YOLOv7t Object Detection#
Introduction#
In this tutorial, we will show how to use the AsyncAccl Python API to perform real-time object detection on MX3. We will use the YOLOv7-tiny model for our demo.
Note
This tutorial assumes a four-chip solution is correctly connected.
Download & Run
Download
This tutorial provides a high-level overview of the application’s key components. To run the full application, download the complete code package and the compiled DFP. After downloading, refer to the Run section below for step-by-step instructions.
Run
Requirements
Ensure the following dependencies are installed:
pip install opencv-python==4.11.0.86
Run Command
Run the Python example for real-time depth estimation using MX3:
# ensure a camera device is connected as default video input is a cam
cd src/python/
python run_yolov7_singlestream_objectdetection.py
The following section provides a step-by-step explanation of the necessary steps to run the application successfully.
1. Download the Model#
The YOLOv7 pre-trained models are available on the Official YOLOv7 GitHub page. For the sake of the tutorial, we exported and compiled the model for the user to download; it can be found in the compressed folder attached
to this tutorial.
2. Compile the Model#
The YOLOv7-tiny model was exported with the option to include a post-processing section in the model graph. Hence, it needed to be compiled with the Neural Compiler --autocrop
option. After the compilation, the compiler will generate the DFP file for the main section of the model (YOLO_v7_tiny_416_416_3_onnx.dfp
) and the cropped post-processing section of the model (YOLO_v7_tiny_416_416_3_onnx_post.onnx
). The compilation step is typically needed once and can be done using the Neural Compiler API or Tool.
Hint
You can use the pre-compiled DFP and post-processing section attached
to this tutorial and skip the compilation step.
from memryx import NeuralCompiler
nc = NeuralCompiler(num_chips=4, models="YOLO_v7_tiny_416_416_3_onnx.onnx", verbose=1, autocrop=True)
dfp = nc.run()
In your command line, you need to type,
# note that we've renamed the model to YOLO_v7_tiny_416_416_3_onnx for consistency with the tutorial code
mx_nc -m YOLO_v7_tiny_416_416_3_onnx -v --autocrop
This will produce a DFP file ready to be used by the accelerator. In your Python code, you need to point the dfp
variable to the generated file path,
dfp = "YOLO_v7_tiny_416_416_3_onnx.dfp"
In your Python code, you need to point the dfp
variable to the generated file path,
dfp = "YOLO_v7_tiny_416_416_3_onnx.dfp"
3. CV Pipelines#
In this tutorial, we will show two different end-to-end implementations for the CV graph. The first one is the Sequential Display option. In that case, the overlay and the output display will be part of the output function connected to the AsyncAccl API. This implementation is simple, but having the overlay part of the output function might limit the inference performance on some systems. The following flowchart shows the different parts of the pipeline. It should be noted that the input camera frame should be saved (queued) to be later overlayed and displayed.

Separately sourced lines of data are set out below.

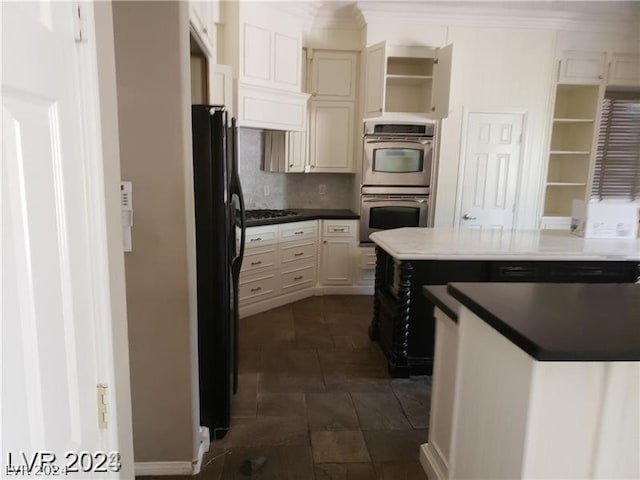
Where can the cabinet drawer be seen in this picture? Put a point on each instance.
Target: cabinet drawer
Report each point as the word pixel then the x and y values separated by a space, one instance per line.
pixel 516 271
pixel 339 228
pixel 368 258
pixel 295 279
pixel 256 287
pixel 293 252
pixel 261 236
pixel 259 258
pixel 592 272
pixel 297 231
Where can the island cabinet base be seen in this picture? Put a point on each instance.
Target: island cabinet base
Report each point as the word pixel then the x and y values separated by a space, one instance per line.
pixel 403 319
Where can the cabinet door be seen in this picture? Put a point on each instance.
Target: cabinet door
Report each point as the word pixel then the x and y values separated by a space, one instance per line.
pixel 624 70
pixel 331 137
pixel 333 75
pixel 256 53
pixel 336 262
pixel 441 82
pixel 375 74
pixel 578 67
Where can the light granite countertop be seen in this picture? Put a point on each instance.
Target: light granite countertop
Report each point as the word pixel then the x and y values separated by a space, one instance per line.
pixel 443 243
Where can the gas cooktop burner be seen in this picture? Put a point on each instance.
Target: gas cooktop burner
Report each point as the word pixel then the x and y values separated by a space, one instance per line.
pixel 261 214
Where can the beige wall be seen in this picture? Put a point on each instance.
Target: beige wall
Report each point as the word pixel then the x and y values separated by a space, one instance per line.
pixel 111 163
pixel 152 65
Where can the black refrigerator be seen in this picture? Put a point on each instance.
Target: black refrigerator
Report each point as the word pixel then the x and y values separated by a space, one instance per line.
pixel 220 232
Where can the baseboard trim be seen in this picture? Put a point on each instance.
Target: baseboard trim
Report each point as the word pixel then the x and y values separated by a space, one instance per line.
pixel 432 463
pixel 205 443
pixel 344 290
pixel 163 468
pixel 319 290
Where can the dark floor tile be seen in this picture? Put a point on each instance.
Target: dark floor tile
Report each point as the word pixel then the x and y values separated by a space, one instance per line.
pixel 339 447
pixel 245 402
pixel 361 304
pixel 312 333
pixel 266 431
pixel 355 378
pixel 274 382
pixel 266 328
pixel 331 411
pixel 415 397
pixel 359 356
pixel 282 463
pixel 345 471
pixel 379 411
pixel 394 445
pixel 410 470
pixel 281 405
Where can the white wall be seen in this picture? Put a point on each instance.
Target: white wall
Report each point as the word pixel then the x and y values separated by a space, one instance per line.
pixel 498 70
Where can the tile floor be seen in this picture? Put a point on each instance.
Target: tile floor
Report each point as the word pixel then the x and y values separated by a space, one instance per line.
pixel 316 399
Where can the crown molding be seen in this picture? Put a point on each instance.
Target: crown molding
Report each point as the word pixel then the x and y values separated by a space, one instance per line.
pixel 596 16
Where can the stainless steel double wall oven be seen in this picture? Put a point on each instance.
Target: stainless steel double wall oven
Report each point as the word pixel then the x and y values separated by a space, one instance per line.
pixel 397 167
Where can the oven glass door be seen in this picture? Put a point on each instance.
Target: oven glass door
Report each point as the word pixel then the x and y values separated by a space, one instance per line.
pixel 384 214
pixel 397 162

The second option is the Threaded Display, where the overlay/display will have its own parallel thread. In that case, the display thread will collect the frames and the detections from the queues and display them independently, as shown in the following flowchart.
4. CV Initializations#
Import the needed libraries, initialize the CV pipeline, and define common variables in this step.
import time
import argparse
import numpy as np
import cv2
from queue import Queue, Full
from threading import Thread
from matplotlib import pyplot as plt
from memryx import AsyncAccl
from yolov7 import YoloV7Tiny as YoloModel
# CV and Queues
self.num_frames = 0
self.cap_queue = Queue(maxsize=4)
self.dets_queue = Queue(maxsize=5)
if "/dev/video" in str(video_path):
self.src_is_cam = True
else:
self.src_is_cam = False
self.vidcap = cv2.VideoCapture(video_path)
self.dims = ( int(self.vidcap.get(cv2.CAP_PROP_FRAME_WIDTH)),
int(self.vidcap.get(cv2.CAP_PROP_FRAME_HEIGHT)) )

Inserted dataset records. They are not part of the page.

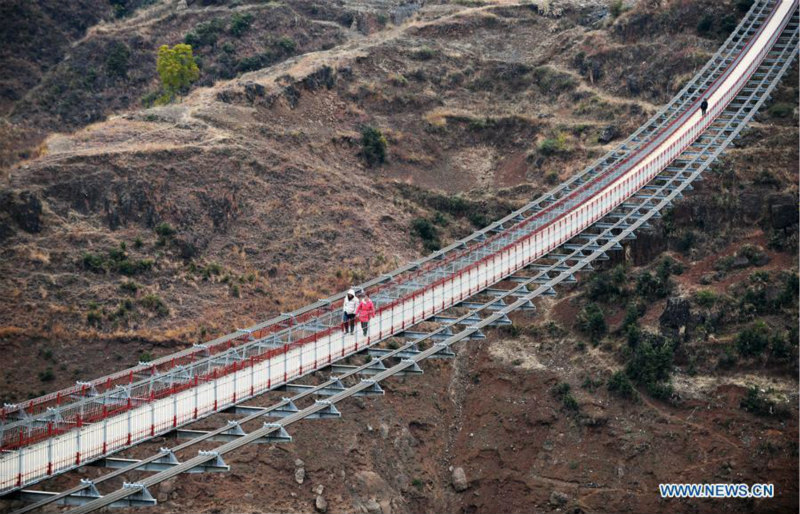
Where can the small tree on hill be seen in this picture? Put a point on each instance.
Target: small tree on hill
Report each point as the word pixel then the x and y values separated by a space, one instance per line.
pixel 177 68
pixel 373 145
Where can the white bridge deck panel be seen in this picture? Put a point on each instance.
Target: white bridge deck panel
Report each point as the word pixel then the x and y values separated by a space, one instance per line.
pixel 32 463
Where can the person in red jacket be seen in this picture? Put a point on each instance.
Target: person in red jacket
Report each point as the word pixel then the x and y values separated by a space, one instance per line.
pixel 365 312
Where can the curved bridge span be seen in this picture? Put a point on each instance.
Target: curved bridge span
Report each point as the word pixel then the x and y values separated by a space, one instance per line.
pixel 467 286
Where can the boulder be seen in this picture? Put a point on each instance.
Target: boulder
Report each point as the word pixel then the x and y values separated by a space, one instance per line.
pixel 783 211
pixel 460 483
pixel 557 498
pixel 677 317
pixel 373 507
pixel 609 134
pixel 320 504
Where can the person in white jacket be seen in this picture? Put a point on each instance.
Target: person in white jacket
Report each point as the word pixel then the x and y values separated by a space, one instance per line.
pixel 349 312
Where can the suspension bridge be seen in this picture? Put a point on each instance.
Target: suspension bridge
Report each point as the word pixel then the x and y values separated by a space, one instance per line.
pixel 423 308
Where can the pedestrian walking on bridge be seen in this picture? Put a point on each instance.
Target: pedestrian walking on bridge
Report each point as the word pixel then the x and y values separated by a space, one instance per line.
pixel 349 308
pixel 365 312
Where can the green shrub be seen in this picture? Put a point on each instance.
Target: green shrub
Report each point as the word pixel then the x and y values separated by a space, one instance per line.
pixel 287 44
pixel 47 375
pixel 373 145
pixel 753 340
pixel 616 8
pixel 177 68
pixel 607 286
pixel 130 286
pixel 425 53
pixel 653 288
pixel 240 23
pixel 651 365
pixel 705 298
pixel 94 262
pixel 93 318
pixel 592 322
pixel 728 358
pixel 633 312
pixel 164 229
pixel 554 145
pixel 117 59
pixel 705 24
pixel 620 385
pixel 205 33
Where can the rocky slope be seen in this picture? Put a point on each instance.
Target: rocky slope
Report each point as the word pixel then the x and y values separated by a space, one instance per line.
pixel 161 227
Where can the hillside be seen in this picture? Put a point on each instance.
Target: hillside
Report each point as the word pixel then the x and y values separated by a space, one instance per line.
pixel 129 232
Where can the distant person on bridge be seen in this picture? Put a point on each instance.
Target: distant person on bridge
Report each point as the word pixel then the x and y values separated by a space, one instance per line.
pixel 349 308
pixel 365 311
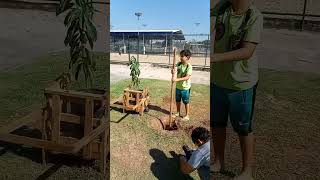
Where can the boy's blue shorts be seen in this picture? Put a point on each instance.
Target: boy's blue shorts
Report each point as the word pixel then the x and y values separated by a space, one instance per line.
pixel 184 95
pixel 238 105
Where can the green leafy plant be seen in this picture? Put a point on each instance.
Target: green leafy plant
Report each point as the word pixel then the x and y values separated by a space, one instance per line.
pixel 81 35
pixel 135 72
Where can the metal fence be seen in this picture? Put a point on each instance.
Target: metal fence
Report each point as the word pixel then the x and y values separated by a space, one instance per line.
pixel 301 10
pixel 160 51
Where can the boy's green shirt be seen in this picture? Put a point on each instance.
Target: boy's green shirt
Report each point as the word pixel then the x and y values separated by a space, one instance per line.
pixel 242 74
pixel 182 71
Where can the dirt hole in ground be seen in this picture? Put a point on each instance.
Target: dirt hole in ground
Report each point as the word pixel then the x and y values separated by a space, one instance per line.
pixel 162 123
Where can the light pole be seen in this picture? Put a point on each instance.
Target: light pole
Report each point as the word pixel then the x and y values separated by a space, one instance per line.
pixel 144 46
pixel 138 14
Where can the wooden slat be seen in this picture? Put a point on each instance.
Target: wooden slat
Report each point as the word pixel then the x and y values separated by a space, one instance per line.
pixel 36 143
pixel 116 106
pixel 56 110
pixel 104 153
pixel 75 119
pixel 72 93
pixel 132 91
pixel 70 118
pixel 89 137
pixel 32 117
pixel 88 125
pixel 116 100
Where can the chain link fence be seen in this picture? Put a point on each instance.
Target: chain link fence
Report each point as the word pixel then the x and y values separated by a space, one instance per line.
pixel 160 51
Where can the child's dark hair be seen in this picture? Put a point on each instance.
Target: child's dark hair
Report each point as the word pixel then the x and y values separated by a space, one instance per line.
pixel 185 52
pixel 201 134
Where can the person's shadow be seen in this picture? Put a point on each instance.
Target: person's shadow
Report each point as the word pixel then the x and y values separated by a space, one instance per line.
pixel 166 168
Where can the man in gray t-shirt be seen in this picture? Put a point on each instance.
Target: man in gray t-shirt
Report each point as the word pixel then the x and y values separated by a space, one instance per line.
pixel 200 158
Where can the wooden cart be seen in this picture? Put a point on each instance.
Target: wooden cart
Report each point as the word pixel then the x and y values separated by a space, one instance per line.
pixel 90 141
pixel 133 100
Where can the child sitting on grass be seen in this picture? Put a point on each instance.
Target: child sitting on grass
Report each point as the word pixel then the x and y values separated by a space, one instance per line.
pixel 200 158
pixel 183 80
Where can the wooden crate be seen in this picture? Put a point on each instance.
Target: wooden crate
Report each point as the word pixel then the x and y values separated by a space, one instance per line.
pixel 86 110
pixel 134 100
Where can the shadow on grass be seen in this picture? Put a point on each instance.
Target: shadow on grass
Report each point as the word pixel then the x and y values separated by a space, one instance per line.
pixel 159 109
pixel 164 167
pixel 122 118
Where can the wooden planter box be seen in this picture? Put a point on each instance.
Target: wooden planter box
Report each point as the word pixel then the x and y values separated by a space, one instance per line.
pixel 77 114
pixel 72 122
pixel 134 100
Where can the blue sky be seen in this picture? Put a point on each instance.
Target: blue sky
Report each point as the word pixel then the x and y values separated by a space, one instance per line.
pixel 162 14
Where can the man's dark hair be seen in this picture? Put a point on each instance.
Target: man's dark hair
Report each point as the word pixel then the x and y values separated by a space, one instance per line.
pixel 185 52
pixel 201 134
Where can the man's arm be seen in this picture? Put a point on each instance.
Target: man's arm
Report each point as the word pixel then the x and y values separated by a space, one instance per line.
pixel 187 77
pixel 185 167
pixel 245 52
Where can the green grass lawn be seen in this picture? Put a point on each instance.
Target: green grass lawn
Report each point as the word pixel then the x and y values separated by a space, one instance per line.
pixel 140 151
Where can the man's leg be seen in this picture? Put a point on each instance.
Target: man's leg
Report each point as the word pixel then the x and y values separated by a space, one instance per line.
pixel 247 143
pixel 219 142
pixel 242 107
pixel 219 119
pixel 187 106
pixel 178 104
pixel 186 102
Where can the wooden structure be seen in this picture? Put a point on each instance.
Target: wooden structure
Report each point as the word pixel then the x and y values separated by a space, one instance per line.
pixel 133 100
pixel 85 110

5. Model Pre-/Post-Processing#
The pre-/post-processing steps are typically provided by the model authors and are outside of the scope of this tutorial. We provided a helper class with the tutorial compressed folder that implements the pre- and post-processing of YOLOv7, and the user can check it for their reference. You can use the helper class as follows,
# Model
self.model = YoloModel(stream_img_size=(self.dims[1],self.dims[0],3))
The accl.set_postprocessing_model
will automatically retrieve the output from the chip, apply the cropped graph post-processing section using the ONNX runtime, and generate the final output.

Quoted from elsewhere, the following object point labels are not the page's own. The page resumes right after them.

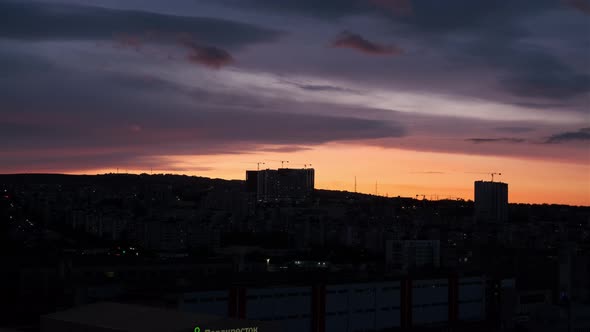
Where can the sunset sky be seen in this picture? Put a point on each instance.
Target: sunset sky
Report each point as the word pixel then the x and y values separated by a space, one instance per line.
pixel 421 97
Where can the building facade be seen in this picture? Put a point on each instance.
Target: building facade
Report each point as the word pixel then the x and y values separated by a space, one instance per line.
pixel 491 202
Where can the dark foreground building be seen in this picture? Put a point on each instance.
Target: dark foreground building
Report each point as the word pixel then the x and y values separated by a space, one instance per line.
pixel 106 317
pixel 491 202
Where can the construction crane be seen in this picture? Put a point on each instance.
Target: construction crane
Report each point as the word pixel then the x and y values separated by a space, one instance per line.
pixel 304 165
pixel 257 164
pixel 488 173
pixel 492 174
pixel 281 161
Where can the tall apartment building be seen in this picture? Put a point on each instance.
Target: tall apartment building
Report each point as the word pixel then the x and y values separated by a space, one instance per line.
pixel 281 184
pixel 491 201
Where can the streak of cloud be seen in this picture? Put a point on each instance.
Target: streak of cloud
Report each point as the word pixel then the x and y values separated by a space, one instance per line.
pixel 354 41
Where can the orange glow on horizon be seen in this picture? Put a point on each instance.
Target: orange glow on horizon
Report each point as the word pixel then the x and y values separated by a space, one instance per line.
pixel 399 172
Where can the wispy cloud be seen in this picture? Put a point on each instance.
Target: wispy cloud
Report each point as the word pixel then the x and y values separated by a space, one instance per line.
pixel 209 56
pixel 496 140
pixel 570 136
pixel 354 41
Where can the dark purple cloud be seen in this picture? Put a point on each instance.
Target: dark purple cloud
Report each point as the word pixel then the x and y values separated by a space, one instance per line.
pixel 581 5
pixel 397 7
pixel 209 56
pixel 581 135
pixel 351 40
pixel 43 21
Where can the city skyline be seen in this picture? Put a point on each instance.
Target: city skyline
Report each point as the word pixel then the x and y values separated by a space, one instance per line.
pixel 415 96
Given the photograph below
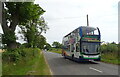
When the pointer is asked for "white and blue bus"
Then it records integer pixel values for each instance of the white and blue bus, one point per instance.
(82, 43)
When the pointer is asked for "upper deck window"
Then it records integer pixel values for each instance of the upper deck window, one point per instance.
(89, 31)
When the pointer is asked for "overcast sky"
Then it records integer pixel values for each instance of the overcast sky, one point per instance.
(63, 16)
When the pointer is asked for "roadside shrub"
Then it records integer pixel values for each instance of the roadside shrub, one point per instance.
(19, 54)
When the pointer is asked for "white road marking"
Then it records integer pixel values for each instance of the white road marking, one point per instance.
(95, 69)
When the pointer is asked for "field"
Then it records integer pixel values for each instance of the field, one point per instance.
(27, 66)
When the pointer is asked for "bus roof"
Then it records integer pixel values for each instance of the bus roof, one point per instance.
(84, 29)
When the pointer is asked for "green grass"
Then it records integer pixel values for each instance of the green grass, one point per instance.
(56, 50)
(110, 58)
(27, 66)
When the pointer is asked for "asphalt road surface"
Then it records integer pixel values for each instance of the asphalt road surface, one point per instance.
(61, 66)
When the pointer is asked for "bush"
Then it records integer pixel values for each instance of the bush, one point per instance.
(19, 54)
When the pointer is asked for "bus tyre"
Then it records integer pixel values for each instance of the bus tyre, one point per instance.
(64, 56)
(72, 56)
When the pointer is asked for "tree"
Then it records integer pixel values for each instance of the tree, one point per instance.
(17, 13)
(56, 44)
(33, 30)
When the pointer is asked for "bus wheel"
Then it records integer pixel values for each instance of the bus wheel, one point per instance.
(64, 56)
(72, 56)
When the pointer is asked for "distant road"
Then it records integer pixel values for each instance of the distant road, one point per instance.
(61, 66)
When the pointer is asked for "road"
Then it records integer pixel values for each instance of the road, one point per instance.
(61, 66)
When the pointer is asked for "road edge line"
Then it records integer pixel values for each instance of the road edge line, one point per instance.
(96, 69)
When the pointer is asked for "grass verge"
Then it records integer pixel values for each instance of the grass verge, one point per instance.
(56, 50)
(27, 66)
(110, 58)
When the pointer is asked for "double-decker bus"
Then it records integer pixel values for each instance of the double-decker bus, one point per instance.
(82, 43)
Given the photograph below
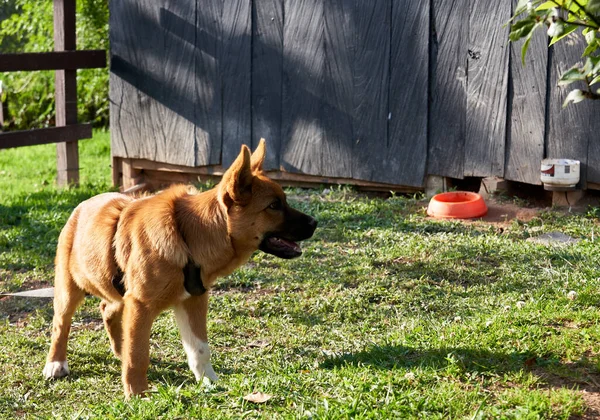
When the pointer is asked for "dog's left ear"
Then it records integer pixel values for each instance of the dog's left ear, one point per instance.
(258, 157)
(236, 185)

accl.set_postprocessing_model('YOLO_v7_tiny_416_416_3_onnx_post.onnx', model_idx=0)
After that, output can then be sent to the post-processing code in the YOLOv7 helper class to get the detection on the output image.
6. Define an Input Function#
We need to define an input function for the accelerator to use. In this case, our input function will get a new frame from the cam and pre-process it.
def capture_and_preprocess(self):
"""
Captures a frame for the video device and pre-processes it.
"""
while True:
got_frame, frame = self.vidcap.read()
if not got_frame:
return None
if self.src_is_cam and self.cap_queue.full():
# drop the frame and try again
continue
else:
self.num_frames += 1
# Put the frame in the cap_queue to be overlayed later
self.cap_queue.put(frame)
# Preporcess frame
frame = self.model.preprocess(frame)
return frame
7. Define Output Functions#
We also need to define an out function for the accelerator to use. Our output function will post-process the accelerator output and display it on the screen.
The output function will also overlay and display the output frame besides the MXA data collection and post-processing.
def postprocess(self, *mxa_output):
"""
Post-process the MXA output.
"""
# Post-process the MXA ouptut
dets = self.model.postprocess(mxa_output)
# Push the results to the queue to be used by the display_save thread
self.dets_queue.put(dets)
# Calculate current FPS
self.dt_array[self.dt_index] = time.time() - self.frame_end_time
self.dt_index +=1
if self.dt_index % 15 == 0:
self.fps = 1 / np.average(self.dt_array)
if self.dt_index >= 30:
self.dt_index = 0
self.frame_end_time = time.time()
8. Connect the Accelerator#
Now we need to connect your input and output functions to the AsyncAccl API. The API will take care of the rest.
from memryx import AsyncAccl
accl = AsyncAccl(dfp=self.dfp_path)
accl.set_postprocessing_model(self.postmodel_path, model_idx=0)
accl.connect_input(self.capture_and_preprocess)
accl.connect_output(self.postprocess)
accl.wait()
The accelerator will automatically call the connected input and output functions in a fully pipelined fashion.
Third-Party Licenses#
This tutorial uses third-party software, models, and libraries. Below are the details of the licenses for these dependencies:
Model: Yolov7 Tiny from GitHub
License: GPL
Code and Pre/Post-Processing: Some code components, including pre/post-processing, were sourced from their GitHub
License: GPL
Summary#
This tutorial showed how to use the AsyncAccl Python API to run a real-time inference using an object-detection model.